History of Novo Brdo partly taken from Wikipedia (means partly relevant resource). Novo Brdo is an archaeological site. Novo Brdo was mentioned with its present name in historical documents as early as 12th century. Previously it was known as Novus Mons or Novamontein Latin and as Nyeuberghe in Saxon texts. The famous Serbian scribe Vladislav the Grammarian was born here.
Novo Brdo was a metropolis at the time, with a huge medieval fortress built on the top of an extinct volcano cone, the remains of which can be visited today, and residential sections sprawling all around. In the outer wall of the fortress a large cross is visible, built into the stones. The castle, or fortress, was thought at one point to have dated back to the time of the Serbian Empire. The population at its height was estimated to exceed 6,720 people. At the first half of 15th century, Serbian Orthodox bishops of Lipljan resided in Novo Brdo. There were mines and smelting furnaces for iron, lead, gold and silver ores. Novo Brdo silver is known by its argentum glame (an alloy of silver with 1/6-1/3 gold). In 1450 the mines of Novo Brdo were producing about 6,000 kg of silver per year.
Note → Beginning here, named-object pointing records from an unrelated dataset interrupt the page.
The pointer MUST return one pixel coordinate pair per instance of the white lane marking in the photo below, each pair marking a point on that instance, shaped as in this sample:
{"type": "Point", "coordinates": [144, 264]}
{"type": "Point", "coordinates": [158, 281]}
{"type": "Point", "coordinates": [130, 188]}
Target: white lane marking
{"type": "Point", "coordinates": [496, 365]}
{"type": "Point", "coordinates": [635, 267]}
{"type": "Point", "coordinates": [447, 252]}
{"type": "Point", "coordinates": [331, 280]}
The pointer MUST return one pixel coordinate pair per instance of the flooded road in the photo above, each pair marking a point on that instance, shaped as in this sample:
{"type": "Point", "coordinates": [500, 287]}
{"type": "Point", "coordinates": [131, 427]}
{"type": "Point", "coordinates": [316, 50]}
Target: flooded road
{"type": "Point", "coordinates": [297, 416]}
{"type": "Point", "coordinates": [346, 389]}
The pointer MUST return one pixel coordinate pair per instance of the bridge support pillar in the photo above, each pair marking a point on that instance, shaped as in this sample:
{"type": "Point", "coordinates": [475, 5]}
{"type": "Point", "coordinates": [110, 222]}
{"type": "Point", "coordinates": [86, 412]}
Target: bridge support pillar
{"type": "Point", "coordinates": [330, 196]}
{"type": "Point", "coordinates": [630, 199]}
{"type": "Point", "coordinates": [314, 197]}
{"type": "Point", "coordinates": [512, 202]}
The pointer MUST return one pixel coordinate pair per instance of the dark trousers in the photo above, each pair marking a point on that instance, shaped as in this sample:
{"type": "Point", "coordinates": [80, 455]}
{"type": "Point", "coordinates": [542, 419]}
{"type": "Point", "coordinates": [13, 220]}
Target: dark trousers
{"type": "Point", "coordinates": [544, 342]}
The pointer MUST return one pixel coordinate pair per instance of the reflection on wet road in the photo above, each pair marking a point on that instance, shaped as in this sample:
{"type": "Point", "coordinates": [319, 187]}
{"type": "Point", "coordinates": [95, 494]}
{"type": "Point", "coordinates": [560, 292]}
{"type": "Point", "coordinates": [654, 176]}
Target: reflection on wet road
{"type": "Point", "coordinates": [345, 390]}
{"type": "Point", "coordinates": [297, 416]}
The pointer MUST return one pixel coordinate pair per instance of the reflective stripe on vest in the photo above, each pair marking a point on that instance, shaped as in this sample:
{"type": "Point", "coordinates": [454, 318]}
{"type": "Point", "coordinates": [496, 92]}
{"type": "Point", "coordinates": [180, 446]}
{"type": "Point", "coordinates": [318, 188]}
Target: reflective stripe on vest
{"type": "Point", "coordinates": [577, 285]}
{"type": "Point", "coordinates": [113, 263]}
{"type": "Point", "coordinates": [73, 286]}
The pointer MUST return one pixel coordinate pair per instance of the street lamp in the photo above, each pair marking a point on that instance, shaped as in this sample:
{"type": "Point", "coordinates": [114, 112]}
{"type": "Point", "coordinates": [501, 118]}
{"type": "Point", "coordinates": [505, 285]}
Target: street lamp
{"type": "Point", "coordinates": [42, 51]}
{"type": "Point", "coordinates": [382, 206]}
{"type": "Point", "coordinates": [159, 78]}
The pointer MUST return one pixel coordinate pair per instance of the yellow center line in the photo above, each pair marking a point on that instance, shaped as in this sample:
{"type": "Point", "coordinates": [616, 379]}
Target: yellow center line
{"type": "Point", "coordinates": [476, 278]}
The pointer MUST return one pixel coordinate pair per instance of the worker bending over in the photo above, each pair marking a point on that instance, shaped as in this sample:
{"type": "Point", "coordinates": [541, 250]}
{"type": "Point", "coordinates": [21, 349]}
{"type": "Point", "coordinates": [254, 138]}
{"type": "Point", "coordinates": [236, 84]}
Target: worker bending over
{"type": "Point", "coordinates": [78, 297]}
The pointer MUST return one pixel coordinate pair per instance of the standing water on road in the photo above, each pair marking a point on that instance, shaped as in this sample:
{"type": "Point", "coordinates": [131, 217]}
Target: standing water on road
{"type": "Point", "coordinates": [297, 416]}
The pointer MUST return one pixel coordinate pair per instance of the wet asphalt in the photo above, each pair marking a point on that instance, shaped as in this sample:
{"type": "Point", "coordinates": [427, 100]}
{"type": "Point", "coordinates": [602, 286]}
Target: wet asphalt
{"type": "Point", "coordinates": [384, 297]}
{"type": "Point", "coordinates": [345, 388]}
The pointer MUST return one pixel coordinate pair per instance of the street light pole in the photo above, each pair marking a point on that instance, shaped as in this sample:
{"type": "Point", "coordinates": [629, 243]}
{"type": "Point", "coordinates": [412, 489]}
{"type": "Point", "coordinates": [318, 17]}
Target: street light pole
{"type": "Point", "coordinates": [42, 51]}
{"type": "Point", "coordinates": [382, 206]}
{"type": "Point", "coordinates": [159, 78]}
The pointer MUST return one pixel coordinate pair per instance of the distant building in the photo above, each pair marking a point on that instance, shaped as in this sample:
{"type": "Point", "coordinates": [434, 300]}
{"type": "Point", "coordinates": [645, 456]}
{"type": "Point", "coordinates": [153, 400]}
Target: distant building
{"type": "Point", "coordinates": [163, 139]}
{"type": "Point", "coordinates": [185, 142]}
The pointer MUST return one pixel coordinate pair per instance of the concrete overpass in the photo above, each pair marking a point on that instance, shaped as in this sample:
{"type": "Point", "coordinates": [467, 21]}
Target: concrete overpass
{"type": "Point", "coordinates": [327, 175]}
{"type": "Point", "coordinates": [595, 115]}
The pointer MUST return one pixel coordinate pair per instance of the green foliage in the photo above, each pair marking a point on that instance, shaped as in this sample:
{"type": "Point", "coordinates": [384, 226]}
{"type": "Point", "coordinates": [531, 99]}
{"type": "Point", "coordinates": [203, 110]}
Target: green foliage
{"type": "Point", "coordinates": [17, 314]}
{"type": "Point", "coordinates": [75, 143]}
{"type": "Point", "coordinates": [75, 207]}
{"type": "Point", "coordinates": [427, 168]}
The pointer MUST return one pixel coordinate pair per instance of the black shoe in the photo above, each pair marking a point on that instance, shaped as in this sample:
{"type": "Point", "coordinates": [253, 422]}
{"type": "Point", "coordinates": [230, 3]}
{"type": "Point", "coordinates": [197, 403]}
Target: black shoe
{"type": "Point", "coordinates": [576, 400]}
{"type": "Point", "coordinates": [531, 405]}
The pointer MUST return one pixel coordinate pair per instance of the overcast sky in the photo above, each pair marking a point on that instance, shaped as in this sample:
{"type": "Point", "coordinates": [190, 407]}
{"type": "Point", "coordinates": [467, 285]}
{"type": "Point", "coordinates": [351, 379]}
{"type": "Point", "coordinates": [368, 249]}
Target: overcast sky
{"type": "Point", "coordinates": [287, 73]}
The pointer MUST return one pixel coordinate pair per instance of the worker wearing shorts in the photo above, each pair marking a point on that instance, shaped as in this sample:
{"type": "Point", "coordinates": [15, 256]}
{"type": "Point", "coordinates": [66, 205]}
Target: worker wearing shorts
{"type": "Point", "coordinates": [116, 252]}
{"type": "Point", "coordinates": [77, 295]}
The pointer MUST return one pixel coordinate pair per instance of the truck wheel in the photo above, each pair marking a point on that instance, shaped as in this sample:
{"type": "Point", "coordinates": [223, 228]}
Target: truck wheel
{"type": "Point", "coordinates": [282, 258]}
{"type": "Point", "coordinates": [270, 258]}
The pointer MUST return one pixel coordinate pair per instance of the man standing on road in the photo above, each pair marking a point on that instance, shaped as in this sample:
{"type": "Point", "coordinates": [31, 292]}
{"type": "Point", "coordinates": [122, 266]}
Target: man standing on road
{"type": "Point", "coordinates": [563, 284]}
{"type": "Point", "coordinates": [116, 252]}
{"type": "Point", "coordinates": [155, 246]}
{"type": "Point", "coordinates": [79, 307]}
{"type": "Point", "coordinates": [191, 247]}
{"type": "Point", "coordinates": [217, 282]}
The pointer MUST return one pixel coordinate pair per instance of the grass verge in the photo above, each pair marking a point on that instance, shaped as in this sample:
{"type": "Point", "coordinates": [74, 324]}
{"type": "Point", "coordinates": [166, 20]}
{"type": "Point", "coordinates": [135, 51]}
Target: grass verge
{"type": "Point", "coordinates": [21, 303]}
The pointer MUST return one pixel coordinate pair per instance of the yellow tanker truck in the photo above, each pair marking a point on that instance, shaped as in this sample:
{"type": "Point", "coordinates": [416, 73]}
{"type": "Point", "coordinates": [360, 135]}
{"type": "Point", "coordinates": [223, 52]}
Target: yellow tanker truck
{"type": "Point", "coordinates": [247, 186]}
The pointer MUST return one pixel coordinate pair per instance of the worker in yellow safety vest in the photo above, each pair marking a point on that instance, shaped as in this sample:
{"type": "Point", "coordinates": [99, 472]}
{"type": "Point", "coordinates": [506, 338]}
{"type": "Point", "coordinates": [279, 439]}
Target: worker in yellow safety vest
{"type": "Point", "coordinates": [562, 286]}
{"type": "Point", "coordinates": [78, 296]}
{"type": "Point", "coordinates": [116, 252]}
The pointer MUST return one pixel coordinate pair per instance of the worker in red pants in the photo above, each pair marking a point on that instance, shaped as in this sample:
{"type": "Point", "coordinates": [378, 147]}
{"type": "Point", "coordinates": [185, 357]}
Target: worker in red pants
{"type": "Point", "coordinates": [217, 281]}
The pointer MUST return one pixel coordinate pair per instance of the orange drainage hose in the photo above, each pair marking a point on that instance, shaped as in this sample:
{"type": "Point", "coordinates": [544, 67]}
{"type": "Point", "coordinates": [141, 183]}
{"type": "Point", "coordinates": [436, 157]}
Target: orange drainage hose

Novo Brdo was the last Serbian city to remain standing during the first invasion. In 1439 the capital of Smederevo fell and Serbia resisted until finally Novo Brdo fell in 1441. Novo Brdo was by treaty restored to the Serbs in 1443. The fortress (named in Turkish Nobırda) came under siege for forty days by the Ottomans, before capitulating and becoming occupied by the Ottomans on 1 June 1455. This event is described by Konstantin Mihailović from Ostrovica near Novo Brdo, who was taken by the Ottomans along with some 300 other boys to be trained as Janissaries (Ottoman’s special forces). All of the higher ranking Serbian officials were executed after the castle fell, with the younger men and boys being taken captive to serve in the Ottoman Army, and some 700 young Serbian women and girls being taken to be wives to Ottoman commanders.
By the early 20th century, Novo Brdo’s population dwindled, with most inhabitants moving to the more easily accessible area of Gnjilane. In 1999, with the entry into Kosovo of KFOR and the United Nations Interim Administration Mission in Kosovo (UNMIK), the area had a small military outpost occupied by US soldiers, as well as a station of International Police and Kosovo Police.